The lawmakers say they have “grave concern” with alleged attacks against union activists, as well as reports that a top government official had threatened retaliation against a union leader for reporting the violence to the U.S. Congress.
"It is in our shared interests to see your country’s garment industry succeed and for Bangladesh to become more prosperous as it advances as a middle-income country," reads the letter, which was spearheaded by Rep. George Miller (D-Calif.), ranking member of the House Education and the Workforce Committee. "Workers’ rights to organize will play an important role in this process."
Reps. Sander Levin (Mich.), the senior Democrat on the Ways and Means Committee; Eliot Engel (D-N.Y.), the ranking member of the Foreign Relations panel; Joe Crowley (N.Y.), vice chairman of the House Democratic Caucus; Jan Schakowsky (D-Ill.); and Grace Meng (D-N.Y.) also endorsed the letter.
The issue of workers rights in Bangladesh was thrust into the spotlight in April 2013 with the collapse of the Rana Plaza, an eight-story commercial building located outside the capital of Dhaka.
The accident killed more than 1,100 people, most of them low-wage garment workers, injured an estimated 2,500 more and sparked global concern about worker protections in a country that's emerged as a favored manufacturing base for some of the world's largest retailers.
In response, Bangladeshi leaders have vowed sweeping reforms to protect workers, including efforts to shield union members from discrimination and retaliation. The leaders are also hoping to restore certain tax benefits revoked by President Obama last summer in response to the Rana Plaza tragedy.
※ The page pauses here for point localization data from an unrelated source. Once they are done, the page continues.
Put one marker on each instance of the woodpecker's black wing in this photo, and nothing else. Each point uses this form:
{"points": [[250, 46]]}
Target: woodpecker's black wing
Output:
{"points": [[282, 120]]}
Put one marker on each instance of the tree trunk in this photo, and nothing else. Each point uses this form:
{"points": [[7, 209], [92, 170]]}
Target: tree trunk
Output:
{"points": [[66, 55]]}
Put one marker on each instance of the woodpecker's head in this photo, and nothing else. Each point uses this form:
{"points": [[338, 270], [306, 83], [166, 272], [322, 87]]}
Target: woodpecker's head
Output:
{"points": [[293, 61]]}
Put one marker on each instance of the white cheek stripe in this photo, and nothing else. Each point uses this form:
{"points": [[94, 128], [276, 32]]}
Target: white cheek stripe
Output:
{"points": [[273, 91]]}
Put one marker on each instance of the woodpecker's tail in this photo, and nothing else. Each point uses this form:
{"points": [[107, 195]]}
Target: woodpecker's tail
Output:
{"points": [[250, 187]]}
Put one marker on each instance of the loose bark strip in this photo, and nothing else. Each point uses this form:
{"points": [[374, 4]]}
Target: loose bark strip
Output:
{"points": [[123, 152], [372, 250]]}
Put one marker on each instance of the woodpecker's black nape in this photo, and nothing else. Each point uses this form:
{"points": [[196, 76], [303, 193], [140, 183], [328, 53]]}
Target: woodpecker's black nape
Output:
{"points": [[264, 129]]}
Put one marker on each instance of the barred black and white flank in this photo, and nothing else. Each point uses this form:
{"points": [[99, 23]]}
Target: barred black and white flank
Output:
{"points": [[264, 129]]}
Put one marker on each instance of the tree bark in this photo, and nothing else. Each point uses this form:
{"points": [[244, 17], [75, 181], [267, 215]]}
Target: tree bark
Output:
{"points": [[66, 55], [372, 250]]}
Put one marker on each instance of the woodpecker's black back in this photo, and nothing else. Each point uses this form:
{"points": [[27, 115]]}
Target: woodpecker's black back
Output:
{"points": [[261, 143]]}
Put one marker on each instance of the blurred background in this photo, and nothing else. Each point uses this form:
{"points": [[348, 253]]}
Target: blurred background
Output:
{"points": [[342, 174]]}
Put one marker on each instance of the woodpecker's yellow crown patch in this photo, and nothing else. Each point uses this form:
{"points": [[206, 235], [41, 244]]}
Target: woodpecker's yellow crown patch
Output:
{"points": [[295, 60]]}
In their letter, the Democrats expressed concern that at least one member of Hasina's cabinet is undermining those efforts. They cited reports indicating that the Bangladeshi commerce minister — along with the president of the Bangladesh Garment Manufacturers and Exporters Association, which represents the industry — had threatened to prosecute a union leader who informed the U.S. of anti-union violence.
"We look to your government to create an environment where workers, factory owners, local police and the ministries will all come together to support Bangladeshi workers’ rights to freedom of association — free from discrimination and reprisal," the Democrats wrote.
"Public statements to the contrary by government and industry officials are not only inappropriate, they send signals that are unhelpful to our common goals."